The first requirement for entry into force of the MLC, 2006 – coverage of 33 per cent of the world gross tonnage – has already been attained with over 48 percent of the world gross tonnage. Switzerland’s ratification is an important step forward towards achieving the second requirement of 30 ratifying countries. Switzerland now commits itself to apply the MLC, 2006 to its fleet of approximately 640,000 gross tons composed of bulk carriers, container ships, freighters and tankers operating around the world.
Switzerland has been very active throughout the preparatory work that eventually led to the adoption of the MLC, 2006 having been a member of the High Level Tripartite Working Group and of the Preparatory Technical Conference in 2004. The extensive process of consultations and discussions culminated in the final text of the Convention adopted at the 94th (Maritime) Session of the International Labour Conference in February 2006 by 314 votes in favour and none against.
In depositing the ratification instrument for the MLC, 2006, his Excellency Ambassador Martinelli underlined the importance for Switzerland to be one of the initial 183 ILO member States to ratify this instrument, which sets out minimum standards and fair working conditions for seafarers worldwide.

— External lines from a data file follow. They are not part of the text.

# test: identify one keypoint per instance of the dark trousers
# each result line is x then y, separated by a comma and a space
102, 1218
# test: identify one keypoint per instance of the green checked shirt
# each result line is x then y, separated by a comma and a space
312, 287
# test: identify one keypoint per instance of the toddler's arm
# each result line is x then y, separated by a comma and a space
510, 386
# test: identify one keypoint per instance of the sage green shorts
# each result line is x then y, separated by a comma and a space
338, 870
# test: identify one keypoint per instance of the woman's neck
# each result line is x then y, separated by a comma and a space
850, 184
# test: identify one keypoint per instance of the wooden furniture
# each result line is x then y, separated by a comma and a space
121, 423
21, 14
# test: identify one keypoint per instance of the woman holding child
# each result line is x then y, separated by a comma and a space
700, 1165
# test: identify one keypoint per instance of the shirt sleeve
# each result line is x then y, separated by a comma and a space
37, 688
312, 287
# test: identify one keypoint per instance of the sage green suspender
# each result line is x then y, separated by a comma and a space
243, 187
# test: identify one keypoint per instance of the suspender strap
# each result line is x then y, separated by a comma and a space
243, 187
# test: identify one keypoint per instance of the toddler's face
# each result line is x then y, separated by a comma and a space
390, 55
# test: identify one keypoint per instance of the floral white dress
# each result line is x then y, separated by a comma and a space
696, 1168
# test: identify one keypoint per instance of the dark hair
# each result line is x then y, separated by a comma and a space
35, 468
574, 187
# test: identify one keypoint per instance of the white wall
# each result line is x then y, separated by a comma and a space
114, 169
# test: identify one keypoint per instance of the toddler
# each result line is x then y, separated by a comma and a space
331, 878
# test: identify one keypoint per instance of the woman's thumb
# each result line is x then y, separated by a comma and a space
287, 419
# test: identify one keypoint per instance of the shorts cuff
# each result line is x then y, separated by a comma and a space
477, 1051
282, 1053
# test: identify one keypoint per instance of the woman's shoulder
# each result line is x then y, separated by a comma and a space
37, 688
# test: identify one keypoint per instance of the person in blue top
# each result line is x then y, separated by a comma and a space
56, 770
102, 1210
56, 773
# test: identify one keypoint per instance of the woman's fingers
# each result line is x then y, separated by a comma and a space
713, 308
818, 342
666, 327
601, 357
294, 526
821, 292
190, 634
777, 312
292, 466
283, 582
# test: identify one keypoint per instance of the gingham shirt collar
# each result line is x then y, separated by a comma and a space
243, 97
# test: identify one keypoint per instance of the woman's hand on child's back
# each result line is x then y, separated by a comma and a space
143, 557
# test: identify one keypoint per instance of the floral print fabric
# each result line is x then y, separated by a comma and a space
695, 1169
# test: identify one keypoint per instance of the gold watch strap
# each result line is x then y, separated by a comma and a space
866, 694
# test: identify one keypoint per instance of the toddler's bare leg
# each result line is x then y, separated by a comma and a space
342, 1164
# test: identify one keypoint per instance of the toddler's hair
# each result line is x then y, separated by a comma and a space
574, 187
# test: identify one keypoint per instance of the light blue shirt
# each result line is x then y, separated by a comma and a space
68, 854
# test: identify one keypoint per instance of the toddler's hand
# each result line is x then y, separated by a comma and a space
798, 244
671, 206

Switzerland is convinced that seafarers are in need of special protection, taking into account the global nature of the maritime industry, and finds that it was necessary to consolidate the many maritime standards of the ILO into a single and coherent instrument. His Excellency Ambassador Martinelli further wished to give thanks to all of those who contributed to the adoption of the Convention, in particular the social partners, as well as the Director-General and the Standards Department.
In receiving the instrument of ratification, ILO Director-General Juan Somavia said: “Switzerland’s ratification of the MLC, 2006 signals another strong commitment to the social dimension of globalization. The Maritime Convention now ratified by Switzerland promotes decent work for seafarers working on board ships flying the Swiss flag irrespective of the job in which they are engaged. Around the world, seafarers make possible the large volume of international trade carried by sea, more than 90 percent of total trade. Their conditions of employment and work are an essential part of the world's trading system. This new ratification by the ILO's host country signals a renewed interest in ILO Conventions.”
Switzerland ratified in the year 2000 the Tripartite Consultation (International labour Standards) Convention, 1976, No.144 and the Worst Forms of Child Labour Convention, 1999, No. 182.
The MLC, 2006 provides a “bill of rights” for the world’s more than 1.2 million seafarers and establishes a level-playing field for shipowners. It is an up-to-date instrument consolidating and revising 37 Conventions and 31 Recommendations of the ILO on merchant shipping. It covers all aspects of seafarers’ working and living conditions, including minimum requirements for seafarers to work on a ship, conditions of employment, hours of work and rest, wages, leave, repatriation, accommodation, recreational facilities, food and catering, occupational safety and health protection, medical care, welfare and social security protection. The Convention is firm on rights and flexible on implementation. The Convention has also powerful compliance and enforcement mechanisms providing for a maritime labour certificate and a declaration of maritime labour compliance, both to be carried on board vessels for inspection.
The MLC, 2006 is widely hailed as the “fourth pillar” of the international regulatory framework for shipping, along with three other key maritime Conventions of the International Maritime Organization (IMO) on safety at sea, training, certification and watchkeeping standards and on environmental protection.